A Toronto hazzanit likely hit “11” on the cool mom-meter when she sang before a crowd of nearly 20,000, which included her three children, at a Toronto Raptors game.
As a cantor, Aviva Rajsky sings before much smaller crowds, a few hundred perhaps, but when she was tagged to sing the national anthems at the game at the Scotia Bank Arena in Toronto on Dec. 22, well that elevated her into the realm of, “your mom did that?”
Adding to her auspicious performance was the fact that it was also the first night of Hanukkah and the Raptors staged a somewhat miraculous comeback overcoming a 30-point deficit to defeat the Dallas Mavericks, 110-107. It was the greatest comeback in franchise history, or as people like to say around that time of year, “nes gadol hayah sham.”
Rajsky doesn’t like to brag, but the Raptors’ comeback prompted many calls, texts and emails from friends and family who noticed the coincidence: that after the anthems were performed by a Jewish singer, a cantor no less, on Hanukkah, a miracle of sorts did take place.
Rajsky is happy to take credit – for likely being the first female cantor to perform the national anthems at a Raptors game, not necessarily for summoning divine intervention to help the local basketball team.
Still, it’s something she hopes the Raptors take notice of.
In the meantime, Rajsky continues to make music. About 20 or 30 times a year, she is chazzanit at Congregation Habonim, a fast-growing synagogue that hosts High Holiday services as well as Shabbat services about 25 to 30 times a year.
Rajsky is also in the middle of cutting a jazz album with collaborator Tom Bellman, who also accompanies her on guitar at Habonim. The album is based on original material written by Bellman, with lyrics by Barbie Nichol.
It’s a sophisticated brand of music, hearkening back to the kind of standards once made popular by Ella Fitzgerald – classy and accessible, Rajsky said.
Rajsky can also belt out a country tune, and while she and Bellman jazz up traditional songs for synagogue, there’s no crossover where you’d find hymns to fast cars, booze and roadside bars in any of them.
For as long as she can remember, Rajsky has had music in her blood. Singing zemirot (Sabbath hymns) was a regular event for her family, and her mother used to joke that if you opened her up, you’d find music inside, Rajsky quipped.
It all stood her in good stead as she embarked on a career in music. At one time, Rajsky made a pretty good living as a piano bar singer. Her piano bar career, which included stints in Switzerland and Israel, was followed by one in which she began officiating and singing at bar and bat mitzvahs, as well as weddings.
She also put together a female jazz quartet, the Jazzabelles and has sung at many high profile events, including the funeral for Barry and Honey Sherman, the Wiesenthal Spirit of Hope event and the International March of the Living in Birkenau on the 70th anniversary of the end of the Second World War.

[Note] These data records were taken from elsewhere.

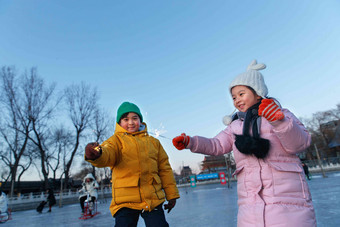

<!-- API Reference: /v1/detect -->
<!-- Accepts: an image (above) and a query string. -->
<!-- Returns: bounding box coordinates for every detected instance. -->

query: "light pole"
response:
[314,144,327,178]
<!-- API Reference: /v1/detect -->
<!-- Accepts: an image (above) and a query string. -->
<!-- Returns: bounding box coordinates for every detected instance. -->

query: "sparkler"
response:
[149,123,172,140]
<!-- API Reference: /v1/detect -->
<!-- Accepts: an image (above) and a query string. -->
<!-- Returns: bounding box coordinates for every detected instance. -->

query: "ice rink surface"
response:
[3,172,340,227]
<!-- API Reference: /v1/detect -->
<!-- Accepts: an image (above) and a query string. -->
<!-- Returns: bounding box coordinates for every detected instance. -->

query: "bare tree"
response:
[16,154,33,192]
[21,68,60,189]
[63,82,98,187]
[0,66,31,197]
[71,161,93,181]
[91,107,113,142]
[302,106,340,160]
[89,107,113,176]
[95,165,112,190]
[326,104,340,121]
[312,111,334,147]
[47,126,72,188]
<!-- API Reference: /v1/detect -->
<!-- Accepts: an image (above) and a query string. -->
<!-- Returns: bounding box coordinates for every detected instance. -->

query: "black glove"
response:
[164,199,176,213]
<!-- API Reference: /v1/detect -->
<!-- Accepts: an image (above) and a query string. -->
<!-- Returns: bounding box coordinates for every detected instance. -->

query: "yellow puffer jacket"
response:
[86,123,180,216]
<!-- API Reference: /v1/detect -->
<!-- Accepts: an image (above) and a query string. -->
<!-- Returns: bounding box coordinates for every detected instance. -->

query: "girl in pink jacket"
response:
[173,60,317,227]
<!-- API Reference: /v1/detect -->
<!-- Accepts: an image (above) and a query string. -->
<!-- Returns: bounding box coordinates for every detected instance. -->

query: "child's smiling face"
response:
[119,112,141,133]
[231,85,261,112]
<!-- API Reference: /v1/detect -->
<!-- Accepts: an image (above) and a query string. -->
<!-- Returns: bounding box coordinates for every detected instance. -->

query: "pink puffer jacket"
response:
[187,109,317,227]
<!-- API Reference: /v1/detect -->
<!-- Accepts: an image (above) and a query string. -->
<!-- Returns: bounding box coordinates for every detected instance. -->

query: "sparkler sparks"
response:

Eli Rubenstein, spiritual leader at Habonim, said the shul “has over 150 families on its waiting list, largely because of Aviva’s singing.”
“Aviva is, bar none, one of the most gifted individuals I have ever met. Her musical ability is extraordinary. Aviva also plays piano, composes music, conducts our choir and arranges all the harmonies.
“Service after service, her soul stirring voice deeply touches her audience in a way I have rarely seen in another singer.”
In 2006, Rajsky was asked to help her friend, Lisa Kent, during the High Holidays at the Danforth Jewish Circle.
“That’s when I got hooked on leading services,” she said.
But it was her song styling at a bar mitzvah that prompted one of the guests to suggest she contact Rubenstein about an opening there as an associate cantor under Esther Ghan Firestone, the first female cantor in Canada.
Her “audition” consisted of singing during the second day of Rosh Hashanah, around 10 years ago.
“I opened my mouth and I channeled Cantor Harold Klein,” she said, referring to the hazzan at the Shaarei Shomayim, her family’s shul.
“After that service, I felt changed. I felt like Moses coming down from the mountain, visibly different,” she said.
As it turns out, one of the members at Habonim is Judy Tanenbaum, wife of Larry Tanenbaum, who is part owner of the Raptors. She suggested Rajsky record a demo singing the national anthems and submit it to the team. She did so and quickly received a response: “Are you available to sing on Dec. 22, which at the time was only two weeks away?”
Yes of course, she replied, bringing along her children, aged 21, 20 and 18.
Until now, singing the anthems has been a once-in-a-lifetime experience, but given the game’s outcome and her apparent ability to summon divine intervention, Rajsky is available for future Raptors games.
Not to mention, weddings and bar and bat mitzvahs.